The best one happened in the middle of my Dark Souls play-through. I kept having to quit playing after short sessions, as skill and vigor checks kept wrecking me. This lead to anger and rage that just made it impossible to proceed. Once I made the connection that I could concentrate more and flow through combat more easily while calm, I changed tactics to calming my own mind and keeping it that way. The game just "opened up" after that. From there on, it was much more about meditation and breathing than equipment and leveling - skills I now carry with me everywhere. DS literally made me a calmer and more resilient person.
Riding a snake in Getting Over It With Benett Foddy.
WoW probably holds the most cases of this for me.
World PvP was one front. Early on, just winning fights felt good. Then, as I got better, it felt more normal when it was an advantageous matchup for me. But the peak for me was during TBC, I was leveling my rogue and a hunter jumped me as I was mining. This was pretty much a worse case scenario, especially because the hunter was lvl 70 (max at the time) and I was still something like lvl 65. But even at the same level, a) a hunter is a natural counter for a rogue, and b) I was mining so I didn't even get the stealth advantage.

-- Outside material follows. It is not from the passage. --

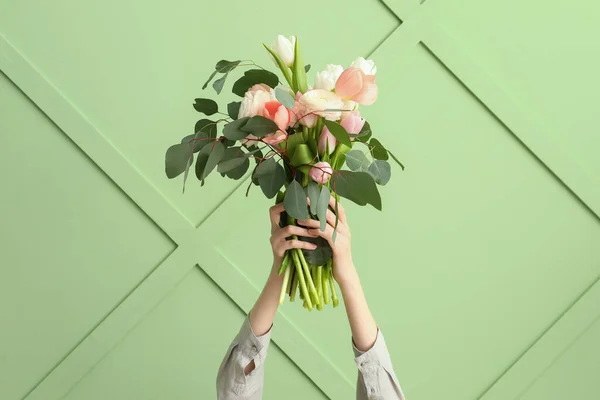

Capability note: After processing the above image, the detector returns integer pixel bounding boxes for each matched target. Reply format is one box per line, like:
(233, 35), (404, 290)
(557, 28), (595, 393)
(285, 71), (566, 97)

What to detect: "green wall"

So there was a lot of dopamine when I ended up getting to finish mining that node and the hunter had to walk back to his corpse after I beat him anyways.
Also a lot of dopamine from finally beating raid bosses that my guild had been stuck on for a long time. Vael in BWL was the peak for that one IIRC.
A recent one that comes to mind is playing 4 player Bopl Battle with some buddies and just laughing our asses off.